If a page has been deleted, don't show it in any interfaces at http://tools.wmflabs.org/copypatrol/
Description
Status | Subtype | Assigned | Task | ||
---|---|---|---|---|---|
Resolved | None | T116957 Plagiarism detection tools for text (tracking) | |||
Resolved | • TBolliger | T120435 Improve the plagiarism detection bot | |||
Resolved | • TBolliger | T131583 Epic: Make a tool labs interface for Plagiabot aka Eranbot | |||
Resolved | MusikAnimal | T134289 Filter out pages that have been deleted from CopyPatrol interface | |||
Resolved | MusikAnimal | T139082 Add API framework to CopyPatrol |
Event Timeline
Now that people are actively using Copy Patrol, I think the redlink cases are just getting in the way. Let's talk at the next meeting about whether we still need them for developer testing.
Note that implementation for this task might closely rely on how we implement T138984
I propose we do this only for "Open cases" but still keep the redlinked pages in the "All cases" filter. If we don't, there really is no way to look back on records that were plagiarized new page edits and have been fixed by page deletion.
Definitely.

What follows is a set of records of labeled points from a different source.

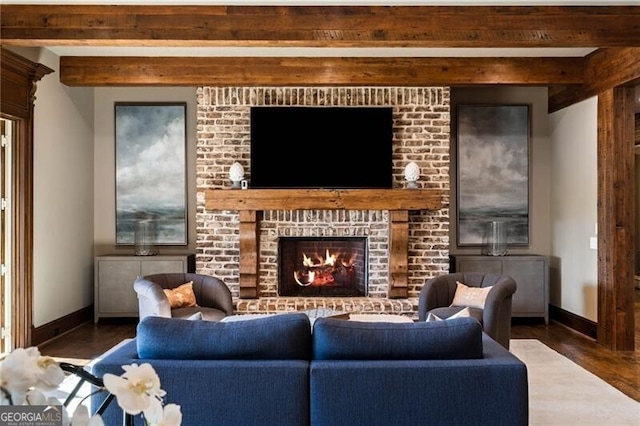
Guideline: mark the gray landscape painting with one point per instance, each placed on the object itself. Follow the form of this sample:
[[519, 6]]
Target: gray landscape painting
[[151, 171], [493, 171]]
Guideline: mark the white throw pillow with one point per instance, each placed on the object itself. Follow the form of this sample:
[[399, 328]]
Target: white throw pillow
[[460, 314], [473, 297]]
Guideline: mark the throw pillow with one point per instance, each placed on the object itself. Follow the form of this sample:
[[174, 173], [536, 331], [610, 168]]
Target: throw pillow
[[460, 314], [181, 296], [473, 297], [195, 317]]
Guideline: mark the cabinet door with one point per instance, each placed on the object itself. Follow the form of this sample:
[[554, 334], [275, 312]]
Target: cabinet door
[[115, 293], [164, 266], [530, 276]]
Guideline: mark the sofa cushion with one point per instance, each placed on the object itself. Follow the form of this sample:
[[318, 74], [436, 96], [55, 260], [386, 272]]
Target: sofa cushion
[[284, 336], [459, 338]]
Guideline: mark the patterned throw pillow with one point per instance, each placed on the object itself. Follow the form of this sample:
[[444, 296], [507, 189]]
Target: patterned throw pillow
[[460, 314], [181, 296], [473, 297]]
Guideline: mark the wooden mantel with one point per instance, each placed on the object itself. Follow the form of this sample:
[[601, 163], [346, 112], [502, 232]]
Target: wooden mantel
[[323, 199], [398, 201]]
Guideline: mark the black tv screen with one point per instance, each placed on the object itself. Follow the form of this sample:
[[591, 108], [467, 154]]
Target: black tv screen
[[321, 147]]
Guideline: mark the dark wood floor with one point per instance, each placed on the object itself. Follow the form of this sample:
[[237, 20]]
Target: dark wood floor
[[620, 369]]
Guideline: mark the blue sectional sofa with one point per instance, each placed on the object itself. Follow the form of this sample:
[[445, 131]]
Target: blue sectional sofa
[[277, 370]]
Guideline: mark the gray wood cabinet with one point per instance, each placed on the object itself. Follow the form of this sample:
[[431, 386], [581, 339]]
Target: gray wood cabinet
[[114, 277], [531, 273]]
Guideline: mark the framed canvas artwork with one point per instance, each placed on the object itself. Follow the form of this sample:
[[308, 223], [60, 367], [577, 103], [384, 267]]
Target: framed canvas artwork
[[151, 179], [492, 172]]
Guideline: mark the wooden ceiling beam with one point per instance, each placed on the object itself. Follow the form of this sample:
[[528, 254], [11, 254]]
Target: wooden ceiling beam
[[603, 70], [310, 71], [321, 26]]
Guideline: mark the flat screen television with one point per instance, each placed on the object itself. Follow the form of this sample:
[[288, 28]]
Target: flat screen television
[[321, 147]]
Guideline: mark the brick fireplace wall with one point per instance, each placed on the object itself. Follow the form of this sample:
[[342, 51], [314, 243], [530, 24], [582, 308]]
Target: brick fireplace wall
[[421, 133]]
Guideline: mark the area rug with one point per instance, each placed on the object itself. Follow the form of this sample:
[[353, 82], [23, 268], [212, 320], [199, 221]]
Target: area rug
[[563, 393]]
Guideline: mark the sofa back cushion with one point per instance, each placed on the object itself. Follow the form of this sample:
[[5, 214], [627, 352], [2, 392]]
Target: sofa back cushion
[[283, 336], [459, 338]]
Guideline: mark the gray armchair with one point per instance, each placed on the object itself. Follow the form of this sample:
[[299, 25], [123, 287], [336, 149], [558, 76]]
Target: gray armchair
[[213, 297], [437, 294]]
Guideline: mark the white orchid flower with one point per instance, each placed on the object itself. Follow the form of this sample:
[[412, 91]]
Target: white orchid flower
[[81, 418], [136, 388], [19, 371], [169, 415]]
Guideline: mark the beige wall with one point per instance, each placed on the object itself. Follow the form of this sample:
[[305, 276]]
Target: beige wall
[[63, 196], [104, 162], [574, 283], [75, 197]]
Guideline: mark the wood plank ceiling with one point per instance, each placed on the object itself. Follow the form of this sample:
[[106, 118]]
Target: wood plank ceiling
[[609, 72], [613, 30]]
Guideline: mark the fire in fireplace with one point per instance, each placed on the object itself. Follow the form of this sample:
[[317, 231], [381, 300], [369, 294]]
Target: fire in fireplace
[[322, 266]]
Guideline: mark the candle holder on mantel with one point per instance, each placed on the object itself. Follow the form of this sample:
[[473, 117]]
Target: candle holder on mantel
[[236, 174], [411, 175]]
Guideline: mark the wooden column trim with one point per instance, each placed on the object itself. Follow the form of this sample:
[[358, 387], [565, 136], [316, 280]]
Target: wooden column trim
[[616, 218], [398, 254], [19, 77], [249, 254]]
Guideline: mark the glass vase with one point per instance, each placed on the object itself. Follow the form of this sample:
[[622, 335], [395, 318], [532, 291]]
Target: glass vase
[[496, 238]]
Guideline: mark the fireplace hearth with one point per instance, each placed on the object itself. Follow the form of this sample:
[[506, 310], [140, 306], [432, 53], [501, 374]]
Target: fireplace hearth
[[322, 266]]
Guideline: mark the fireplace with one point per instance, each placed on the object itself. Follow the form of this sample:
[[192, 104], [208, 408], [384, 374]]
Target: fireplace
[[322, 266]]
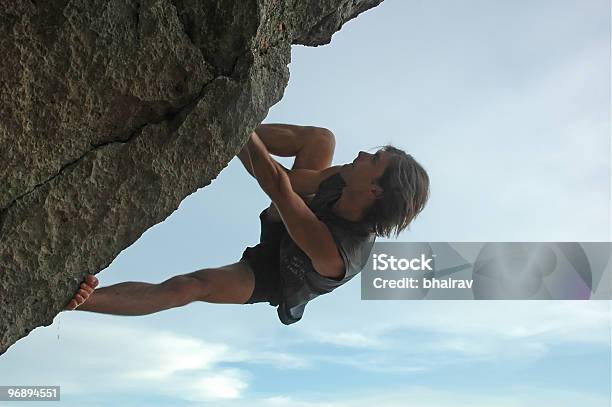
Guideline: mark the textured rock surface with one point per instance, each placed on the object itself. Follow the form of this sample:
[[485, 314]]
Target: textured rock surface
[[113, 112]]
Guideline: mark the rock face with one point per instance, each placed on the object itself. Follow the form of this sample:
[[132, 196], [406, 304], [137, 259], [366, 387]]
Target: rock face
[[113, 112]]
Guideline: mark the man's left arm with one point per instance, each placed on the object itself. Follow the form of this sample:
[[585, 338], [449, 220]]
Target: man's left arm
[[306, 230]]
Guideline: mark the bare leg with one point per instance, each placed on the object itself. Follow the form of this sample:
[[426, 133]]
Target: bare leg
[[231, 284]]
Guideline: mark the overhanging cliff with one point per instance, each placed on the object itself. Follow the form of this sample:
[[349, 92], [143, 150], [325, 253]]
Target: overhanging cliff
[[111, 113]]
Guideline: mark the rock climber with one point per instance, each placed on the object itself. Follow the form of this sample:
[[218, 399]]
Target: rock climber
[[316, 234]]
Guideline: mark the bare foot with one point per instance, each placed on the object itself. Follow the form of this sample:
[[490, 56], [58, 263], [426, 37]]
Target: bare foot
[[87, 287]]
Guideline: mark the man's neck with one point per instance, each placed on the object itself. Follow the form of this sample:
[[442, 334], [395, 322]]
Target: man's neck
[[348, 208]]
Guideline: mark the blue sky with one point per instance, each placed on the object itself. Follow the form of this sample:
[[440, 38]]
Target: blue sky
[[506, 104]]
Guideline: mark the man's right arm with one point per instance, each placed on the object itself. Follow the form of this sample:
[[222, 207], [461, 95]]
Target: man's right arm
[[287, 140]]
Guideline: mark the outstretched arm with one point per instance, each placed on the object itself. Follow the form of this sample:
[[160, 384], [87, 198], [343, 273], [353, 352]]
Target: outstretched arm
[[306, 230]]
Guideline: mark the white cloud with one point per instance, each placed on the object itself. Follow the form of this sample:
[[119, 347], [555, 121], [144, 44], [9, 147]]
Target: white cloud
[[96, 355]]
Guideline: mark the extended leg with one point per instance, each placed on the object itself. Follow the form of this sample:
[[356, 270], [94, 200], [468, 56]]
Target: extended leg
[[231, 284]]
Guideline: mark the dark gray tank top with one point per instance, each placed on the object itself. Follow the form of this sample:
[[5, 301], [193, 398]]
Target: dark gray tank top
[[300, 282]]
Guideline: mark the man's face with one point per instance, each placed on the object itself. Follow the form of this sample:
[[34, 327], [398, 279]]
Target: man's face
[[366, 168]]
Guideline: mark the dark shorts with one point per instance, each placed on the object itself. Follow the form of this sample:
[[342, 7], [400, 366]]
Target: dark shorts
[[263, 260]]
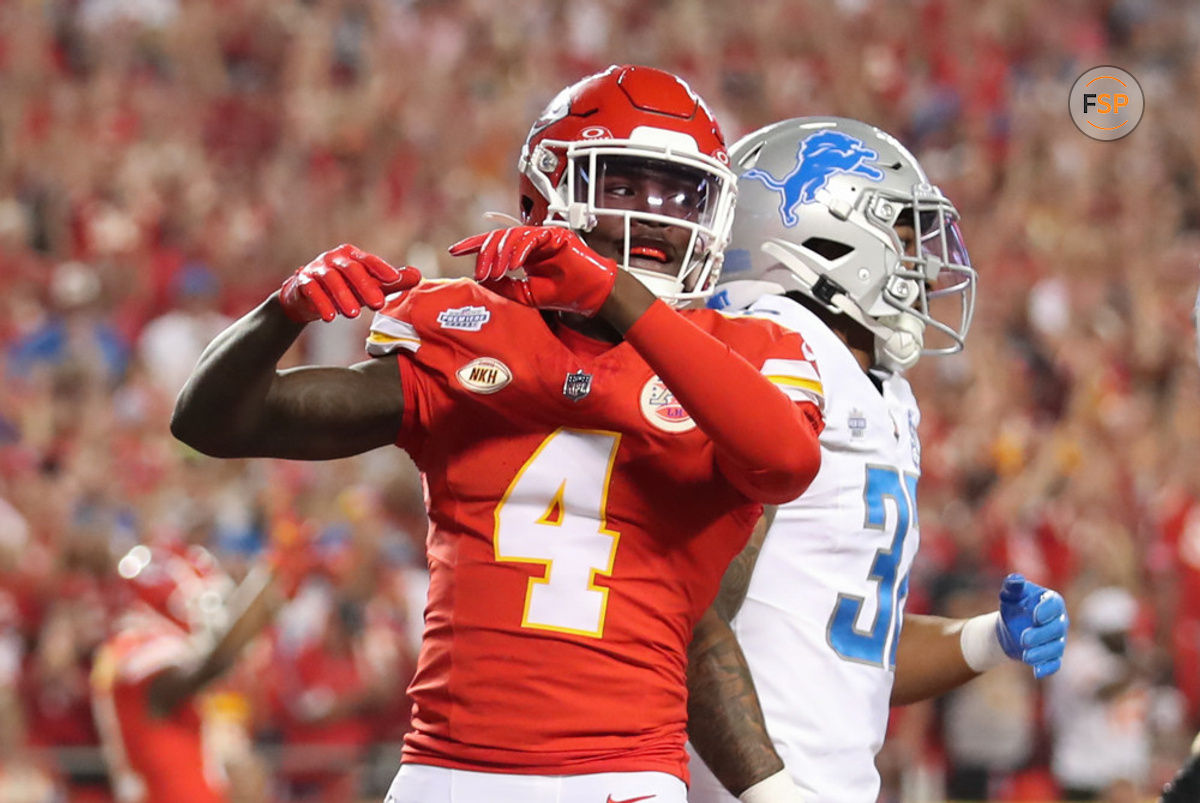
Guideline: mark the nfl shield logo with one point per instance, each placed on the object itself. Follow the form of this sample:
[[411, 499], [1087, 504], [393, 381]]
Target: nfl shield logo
[[577, 385]]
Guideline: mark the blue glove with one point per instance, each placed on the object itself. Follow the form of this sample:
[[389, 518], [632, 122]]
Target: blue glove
[[1032, 624]]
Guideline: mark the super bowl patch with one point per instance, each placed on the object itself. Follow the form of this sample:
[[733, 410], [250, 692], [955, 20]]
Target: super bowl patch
[[577, 385], [471, 318]]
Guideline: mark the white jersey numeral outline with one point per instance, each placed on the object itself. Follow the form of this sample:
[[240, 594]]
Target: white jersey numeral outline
[[555, 513], [877, 645]]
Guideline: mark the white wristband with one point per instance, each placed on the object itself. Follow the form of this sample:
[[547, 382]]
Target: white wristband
[[775, 789], [981, 646]]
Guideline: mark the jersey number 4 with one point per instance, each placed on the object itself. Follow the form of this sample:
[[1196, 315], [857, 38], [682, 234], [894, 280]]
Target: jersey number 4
[[555, 514], [877, 645]]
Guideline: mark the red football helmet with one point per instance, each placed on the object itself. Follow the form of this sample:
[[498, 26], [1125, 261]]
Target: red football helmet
[[184, 583], [630, 119]]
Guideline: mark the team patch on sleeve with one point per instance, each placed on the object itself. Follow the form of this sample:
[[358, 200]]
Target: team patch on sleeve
[[389, 335], [797, 378]]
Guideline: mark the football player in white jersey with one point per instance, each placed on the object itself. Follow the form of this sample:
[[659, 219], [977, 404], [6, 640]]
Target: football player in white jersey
[[839, 235]]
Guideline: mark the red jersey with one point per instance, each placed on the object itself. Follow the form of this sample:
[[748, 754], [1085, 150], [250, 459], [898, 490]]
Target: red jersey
[[150, 757], [579, 527]]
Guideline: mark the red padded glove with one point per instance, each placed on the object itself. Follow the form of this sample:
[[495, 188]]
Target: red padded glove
[[341, 281], [562, 273]]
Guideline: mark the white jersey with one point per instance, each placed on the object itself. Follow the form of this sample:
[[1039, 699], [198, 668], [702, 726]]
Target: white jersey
[[823, 610]]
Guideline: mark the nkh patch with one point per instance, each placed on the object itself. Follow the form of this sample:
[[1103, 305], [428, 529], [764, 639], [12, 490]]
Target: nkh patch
[[663, 409], [577, 385], [469, 318], [484, 375]]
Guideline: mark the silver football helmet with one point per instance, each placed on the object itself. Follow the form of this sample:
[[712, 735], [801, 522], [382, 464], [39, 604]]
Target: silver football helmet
[[819, 203]]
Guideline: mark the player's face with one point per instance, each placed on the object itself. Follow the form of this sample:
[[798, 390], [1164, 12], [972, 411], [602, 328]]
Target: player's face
[[646, 186]]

I was also going to have CopyPatrol automatically mark deleted pages as reviewed, perhaps using the username of our bot?
Sounds like a good idea. Although we'd want to wait a while after the article gets deleted in case the user who deleted it wants to mark it fixed on the tool by themselves. We don't want to steal their glory. :)
Requesting review of pull request https://github.com/Niharika29/PlagiabotWeb/pull/17/files
cc @Niharika @kaldari
With this implementation you may end up with a page of say, 48 records instead of 50, but that's perfectly fine I think considering how much cleaner the code is. And again, if I hit the page and get 48, the next person who loads will see 50 because the two deleted pages were already marked as reviewed.
Also, per above, we have no logic that prevents people from re-reviewing something that someone else already reviewed, so this shouldn't be a concern. E.g. me as admin sees this page needs deleting, so I delete it, go back to the CopyPatrol tab which I never closed, and mark it as no action needed.
Now, it is possible that there'd be an edge case timing conflict where Community Tech Bot stole my review, but I think this isn't a huge concern.
Also, per above, we have no logic that prevents people from re-reviewing something that someone else already reviewed, so this shouldn't be a concern.
But see https://github.com/Niharika29/PlagiabotWeb/commit/3b669fdcd460ea5fe9f6236d51ad4377d5683d47.
I'm having some reservations about this one. Would like to get Diannaa's feedback on it...
That's just for undoing reviews I think. Right now there could be race conditions and people end up reviewing the same thing, the second reviewer getting the credit. That being said, the likelihood of Community Tech Bot getting the credit here should be very low, since whatever user of ours that deleted the page is going to do so then come back and click on fixed, unlikely to hit refresh. We should explore ways to ensure no one else is getting credit for already-done reviews, but I think that's more just for record keeping and the "gaming" aspect of the tool. The more important thing is that it was actually fixed, not who fixed it.
We're showing 50 cases on the page. If that includes redlinks, then that's cutting down on the number that you can see before hitting Load more.
Yeah... as I said above I think this is insignificant as usually there's maybe 2 or 3 deleted pages in one 50-page block. I don't think it really matters anyway, you can simply click "Load more" when you're done with a page, most won't even notice that it's 47 instead of 50. Lastly, it only takes one page load. So if I load it and the 3 deleted pages were marked as reviewed, the next reviewer who loads the page 10 seconds later will see a full 50 pages. Keeping 50 entries was my original plan but it's complicated to implement.
Very interested to hear more! I believe this was Diannaa's idea.
@MusikAnimal: If we do have it automatically reviewed by Community Tech bot, would it be marked as "Page fixed" or "No action needed" (or neither)?
"No action needed" is what I have it doing now. I think "Page fixed" would imply the bot fixed it. I thought about some super smart magic where it could see who deleted the page, and mark them as the reviewer – potentially even if they are not a CopyPatrol user. Give the credit where credit is due, right? But again that's if we really think giving credit is that important, or in this case just overkill :)
I think the idea of removing the redlink pages was Diannaa's in the first place, wasn't it?
Looks like Dianna endorses the solution that Niharika and Leon came up with, so I'm fine with it. We'll need to remember to filter Community Tech bot from the leaderboard though.
@DannyH: Is the implementation that Leon did good for you? Rather than removing all redlinks entirely, it automatically marks redlinks as "No action needed" and reviewed by Community Tech bot.